Restriction enzyme digestion profile of amplified ITS1 region with the restriction enzyme of HaeIII. M: Molecular marker (50 bp); Lane 1: Standard Leishmania major; Lane 2: Standard Leishmania tropica; Lane 3: Standard Leishmania infantum; Lane 4: Leishmania major; Lane 5: Leishmania tropica; Lane 6: The one sample different from the normal samples and standard patterns; Lane 7: Negative control
Table 1.
The clinical shapes of different forms of ZCL present in Yazd
Molecular identification using digestion with restriction enzymes of TaqI showed four patterns, named LmA1, LmA2, LmA3, and LmA4 with the digested fragments of 200 and 130 bp in 43 of 50 (86%), 210 bp and 150 bp in 1 of 50 (2%), 210 bp and 120 bp in 2 of 50 (4%); and 200 bp and 145 bp in 4 of 50 (8%), respectively [Figure 3]. All the L. major isolates were digested with the restriction enzymes of HpaII and DpnI the same pattern as the standard L. major (MRHO/IR/75/ER) with the fragments of160 bp and 90 bp and 205 bp and 125 bp, respectively [Figure 4].
Figure 3.
Restriction enzyme digestion profile of amplified ITS1 region from Leishmania major. Giemsa-stained smears with the enzyme TaqI. M: Molecular marker (50 bp); Lane 1: Standard Leishmania major with TaqI; Lane 2: LmA1 (130 and 200 bp) Leishmania major; Lane 3: LmA2 (210 bp and 150 bp); Lane 4: LmA3 (210 bp and 120 bp); Lane 5: LmA4 (200 bp and 145 bp); Lane 6: Negative control
Figure 4.
Restriction enzyme digestion profile of amplified ITS1
DISCUSSION
The gold standards for the diagnosis of CL are the parasitological methods. The sensitivity of these methods is variable from 27 to 85% for the diagnosis of leishmaniasis.[17,18,19,20,21] The present study could confirm this range (74.04%). This low sensitivity of these methods depends on clinical presentation with a high dependence on the number of parasites in samples and requires technical skills for sampling, parasite species, technical expertise, and other factors, and it is the main disadvantage of these methods.
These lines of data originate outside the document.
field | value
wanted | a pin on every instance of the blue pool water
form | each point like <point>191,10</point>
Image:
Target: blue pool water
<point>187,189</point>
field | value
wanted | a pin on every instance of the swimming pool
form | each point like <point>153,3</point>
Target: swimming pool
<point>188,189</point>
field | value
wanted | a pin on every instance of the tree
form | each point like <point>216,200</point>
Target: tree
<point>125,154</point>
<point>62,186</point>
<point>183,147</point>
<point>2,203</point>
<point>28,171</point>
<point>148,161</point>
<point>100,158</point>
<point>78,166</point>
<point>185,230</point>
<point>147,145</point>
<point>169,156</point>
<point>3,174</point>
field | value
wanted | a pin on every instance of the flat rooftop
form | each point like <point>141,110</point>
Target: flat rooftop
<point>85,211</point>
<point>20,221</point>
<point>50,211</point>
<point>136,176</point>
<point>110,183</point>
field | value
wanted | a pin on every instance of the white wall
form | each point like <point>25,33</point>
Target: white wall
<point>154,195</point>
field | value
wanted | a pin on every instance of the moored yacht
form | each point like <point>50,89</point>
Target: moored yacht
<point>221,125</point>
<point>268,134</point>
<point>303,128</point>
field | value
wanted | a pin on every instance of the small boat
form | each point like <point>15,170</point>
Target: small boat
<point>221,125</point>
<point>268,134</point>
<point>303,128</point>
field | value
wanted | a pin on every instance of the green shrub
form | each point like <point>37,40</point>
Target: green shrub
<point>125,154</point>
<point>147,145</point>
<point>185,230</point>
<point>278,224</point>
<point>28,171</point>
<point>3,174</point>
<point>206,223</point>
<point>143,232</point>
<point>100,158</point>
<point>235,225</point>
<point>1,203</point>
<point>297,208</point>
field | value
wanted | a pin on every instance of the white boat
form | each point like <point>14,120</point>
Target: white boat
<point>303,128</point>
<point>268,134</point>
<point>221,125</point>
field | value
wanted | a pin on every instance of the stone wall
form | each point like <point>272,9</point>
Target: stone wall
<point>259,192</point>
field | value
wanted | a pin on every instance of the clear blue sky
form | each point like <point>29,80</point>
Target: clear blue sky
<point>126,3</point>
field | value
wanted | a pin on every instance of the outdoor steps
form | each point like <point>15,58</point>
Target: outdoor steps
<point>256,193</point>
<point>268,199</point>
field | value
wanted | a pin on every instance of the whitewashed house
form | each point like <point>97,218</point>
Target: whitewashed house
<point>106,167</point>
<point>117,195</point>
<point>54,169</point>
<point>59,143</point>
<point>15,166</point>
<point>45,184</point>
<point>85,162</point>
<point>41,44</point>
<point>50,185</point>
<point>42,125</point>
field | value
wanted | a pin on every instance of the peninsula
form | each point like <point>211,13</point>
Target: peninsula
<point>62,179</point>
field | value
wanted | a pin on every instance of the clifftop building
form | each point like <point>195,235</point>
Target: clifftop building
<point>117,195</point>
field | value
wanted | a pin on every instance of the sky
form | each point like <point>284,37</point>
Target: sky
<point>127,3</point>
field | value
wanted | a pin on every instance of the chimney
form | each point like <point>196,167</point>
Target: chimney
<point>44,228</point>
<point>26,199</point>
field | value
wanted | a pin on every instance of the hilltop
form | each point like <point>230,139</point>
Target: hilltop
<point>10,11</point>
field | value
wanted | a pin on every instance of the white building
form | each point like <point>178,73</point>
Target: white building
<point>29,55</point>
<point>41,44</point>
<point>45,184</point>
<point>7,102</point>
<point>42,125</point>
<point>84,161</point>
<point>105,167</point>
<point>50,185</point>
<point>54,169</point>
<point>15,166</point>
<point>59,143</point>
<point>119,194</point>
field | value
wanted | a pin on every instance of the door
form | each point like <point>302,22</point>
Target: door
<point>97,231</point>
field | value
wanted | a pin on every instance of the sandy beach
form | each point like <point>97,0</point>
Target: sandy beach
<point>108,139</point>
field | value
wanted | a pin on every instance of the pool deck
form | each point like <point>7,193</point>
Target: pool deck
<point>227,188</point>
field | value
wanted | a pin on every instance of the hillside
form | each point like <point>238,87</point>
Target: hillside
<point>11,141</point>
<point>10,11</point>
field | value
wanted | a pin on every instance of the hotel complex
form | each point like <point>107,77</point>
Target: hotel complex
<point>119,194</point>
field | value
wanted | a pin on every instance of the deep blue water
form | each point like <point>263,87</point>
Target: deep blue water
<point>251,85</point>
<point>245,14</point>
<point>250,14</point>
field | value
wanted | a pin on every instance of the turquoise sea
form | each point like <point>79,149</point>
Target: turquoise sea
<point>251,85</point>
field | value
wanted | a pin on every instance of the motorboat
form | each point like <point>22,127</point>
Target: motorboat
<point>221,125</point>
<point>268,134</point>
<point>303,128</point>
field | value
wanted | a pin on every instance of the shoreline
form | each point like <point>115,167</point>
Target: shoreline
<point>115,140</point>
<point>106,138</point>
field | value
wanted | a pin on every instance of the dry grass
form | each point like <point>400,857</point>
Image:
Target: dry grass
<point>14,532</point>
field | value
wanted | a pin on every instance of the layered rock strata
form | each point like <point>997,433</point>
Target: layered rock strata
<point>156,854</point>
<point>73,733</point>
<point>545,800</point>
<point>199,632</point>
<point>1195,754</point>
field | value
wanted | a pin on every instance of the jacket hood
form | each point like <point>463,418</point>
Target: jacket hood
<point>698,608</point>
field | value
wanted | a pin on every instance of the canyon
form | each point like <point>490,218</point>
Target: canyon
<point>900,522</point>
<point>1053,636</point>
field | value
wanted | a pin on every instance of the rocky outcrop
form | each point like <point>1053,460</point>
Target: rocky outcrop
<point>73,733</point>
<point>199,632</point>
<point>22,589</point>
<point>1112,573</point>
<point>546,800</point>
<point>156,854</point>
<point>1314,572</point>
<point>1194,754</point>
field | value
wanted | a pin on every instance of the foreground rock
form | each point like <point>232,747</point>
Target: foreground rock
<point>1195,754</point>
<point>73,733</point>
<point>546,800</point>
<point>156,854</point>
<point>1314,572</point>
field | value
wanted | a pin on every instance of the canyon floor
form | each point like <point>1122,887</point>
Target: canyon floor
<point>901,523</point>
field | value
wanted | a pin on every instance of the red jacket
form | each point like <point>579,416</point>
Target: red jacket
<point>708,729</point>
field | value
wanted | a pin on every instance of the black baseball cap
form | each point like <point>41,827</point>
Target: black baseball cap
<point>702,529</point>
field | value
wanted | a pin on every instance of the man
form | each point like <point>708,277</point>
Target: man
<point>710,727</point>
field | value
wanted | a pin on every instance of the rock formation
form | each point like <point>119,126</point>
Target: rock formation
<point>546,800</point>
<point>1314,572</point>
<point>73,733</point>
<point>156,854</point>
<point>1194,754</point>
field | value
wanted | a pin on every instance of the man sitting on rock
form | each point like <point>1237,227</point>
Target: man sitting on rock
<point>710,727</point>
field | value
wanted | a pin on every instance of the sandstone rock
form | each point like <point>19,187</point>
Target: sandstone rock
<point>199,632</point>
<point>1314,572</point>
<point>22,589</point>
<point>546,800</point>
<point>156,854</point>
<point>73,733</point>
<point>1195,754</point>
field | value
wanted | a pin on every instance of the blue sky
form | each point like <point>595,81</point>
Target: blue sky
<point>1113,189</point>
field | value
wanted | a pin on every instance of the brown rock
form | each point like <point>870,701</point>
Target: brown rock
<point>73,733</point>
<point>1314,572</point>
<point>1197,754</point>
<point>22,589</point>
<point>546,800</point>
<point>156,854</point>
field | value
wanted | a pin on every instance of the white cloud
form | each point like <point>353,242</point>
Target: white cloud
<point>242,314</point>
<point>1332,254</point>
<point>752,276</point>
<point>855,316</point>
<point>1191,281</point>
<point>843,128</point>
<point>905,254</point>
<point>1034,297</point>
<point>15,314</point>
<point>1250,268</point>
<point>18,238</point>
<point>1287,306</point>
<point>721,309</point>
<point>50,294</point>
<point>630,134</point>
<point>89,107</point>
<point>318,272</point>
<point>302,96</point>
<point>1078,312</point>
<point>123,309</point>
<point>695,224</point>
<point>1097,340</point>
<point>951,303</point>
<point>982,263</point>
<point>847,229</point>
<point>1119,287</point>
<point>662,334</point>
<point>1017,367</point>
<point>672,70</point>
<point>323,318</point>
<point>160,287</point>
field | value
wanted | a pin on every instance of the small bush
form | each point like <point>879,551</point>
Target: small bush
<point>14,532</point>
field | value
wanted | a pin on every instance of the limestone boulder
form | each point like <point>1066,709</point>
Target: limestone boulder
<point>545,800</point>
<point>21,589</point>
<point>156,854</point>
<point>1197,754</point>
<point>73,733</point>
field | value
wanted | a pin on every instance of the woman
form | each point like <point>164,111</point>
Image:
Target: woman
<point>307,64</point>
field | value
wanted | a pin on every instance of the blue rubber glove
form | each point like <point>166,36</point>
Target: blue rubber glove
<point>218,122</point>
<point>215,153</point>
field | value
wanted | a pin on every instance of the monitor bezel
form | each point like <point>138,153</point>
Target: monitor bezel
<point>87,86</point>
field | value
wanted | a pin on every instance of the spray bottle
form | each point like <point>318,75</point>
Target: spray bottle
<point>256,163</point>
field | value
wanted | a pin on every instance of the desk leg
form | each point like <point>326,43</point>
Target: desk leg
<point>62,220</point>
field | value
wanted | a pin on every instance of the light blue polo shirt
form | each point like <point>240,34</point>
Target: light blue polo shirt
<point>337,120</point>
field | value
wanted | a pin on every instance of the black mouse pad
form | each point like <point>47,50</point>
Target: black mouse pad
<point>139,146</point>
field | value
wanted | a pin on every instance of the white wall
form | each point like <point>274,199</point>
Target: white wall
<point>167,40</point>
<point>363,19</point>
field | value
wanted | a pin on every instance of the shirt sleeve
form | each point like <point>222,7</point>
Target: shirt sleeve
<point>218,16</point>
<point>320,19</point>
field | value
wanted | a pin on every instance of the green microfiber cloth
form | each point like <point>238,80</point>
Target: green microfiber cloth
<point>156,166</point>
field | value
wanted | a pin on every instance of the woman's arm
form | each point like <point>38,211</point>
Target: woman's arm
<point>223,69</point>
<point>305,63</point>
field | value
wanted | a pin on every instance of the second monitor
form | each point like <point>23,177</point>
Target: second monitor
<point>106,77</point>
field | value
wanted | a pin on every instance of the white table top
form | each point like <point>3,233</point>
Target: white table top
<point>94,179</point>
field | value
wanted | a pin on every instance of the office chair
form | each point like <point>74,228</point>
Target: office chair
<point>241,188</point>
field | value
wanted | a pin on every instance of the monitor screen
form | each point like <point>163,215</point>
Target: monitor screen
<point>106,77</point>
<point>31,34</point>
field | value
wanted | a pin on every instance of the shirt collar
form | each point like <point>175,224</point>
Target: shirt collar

Techniques based on PCR have improved for the identification of Leishmania parasites at species and strain levels in the past decade.[17,18,19] The ability to the differential diagnosis of Leishmania species and strains can be used to design appropriate strategies for therapy, ecologic, and epidemiologic studies, especially in regions where more than one type of Leishmania species are seen. Also, study of species distribution can help us to design prophylactic strategies for disease control and providing an effective vaccine.[20,21] PCR-RFLP is one of the most sensitive and powerful molecular techniques that have been used for this purpose. This method detects mini variations inside genomic DNA where single base displacements have either created or obsolete a site capable of being digested by a specific restriction endonuclease. PCR has been used in a variety of areas such as gp63,[22] kDNA,[23,24,25] miniexon sequences,[26] ITS1,[27] heat-shock protein 70 (Hsp 70) genes.[11] ITS1 region relative to rRNA genes between species is less protected; therefore, it is useful to examine the phylogenetic relationship of organisms.[28] Also, this region has some conservative area that is completely useful for designing the PCR primers to amplify.[24,25,26,27,28,29] In the present study, we applied ITS1-RFLP as a tool for identification of Leishmania. Based on the results, among the 218 suspected cases of leishmaniasis, 104 cases were PCR positive and 114 samples were negative. It may be possible that the negative samples were some other form of ulcers such as Buruli ulcer, Pyoderma streptococcal, actinomycetoma, cutaneous tuberculosis, impetigo, etc.[30,31]
PCR analysis showed that among the positive samples, all isolates produced fragments of about 350 similar to standard strains, but two samples with size of 450 bp, which may be due to contamination or mutation.[31,32,33]
In the last decade, there is some document that showed L. tropica to be the dominant species in Yazd.[33] But the recent study showed the same incidence of L. tropica and L. major among patients with cutaneous leishmaniasis referred to references laboratories of Yazd. Our study could confirm the last study with the rate of 50% and 48.08% for L. tropica and L. major, respectively.
For incidence of L. major in this important endemic region, we decided to genotype all L. major isolates. PCR-RFLP analysis with the restriction enzyme of TaqI showed four patterns including LmA1-4.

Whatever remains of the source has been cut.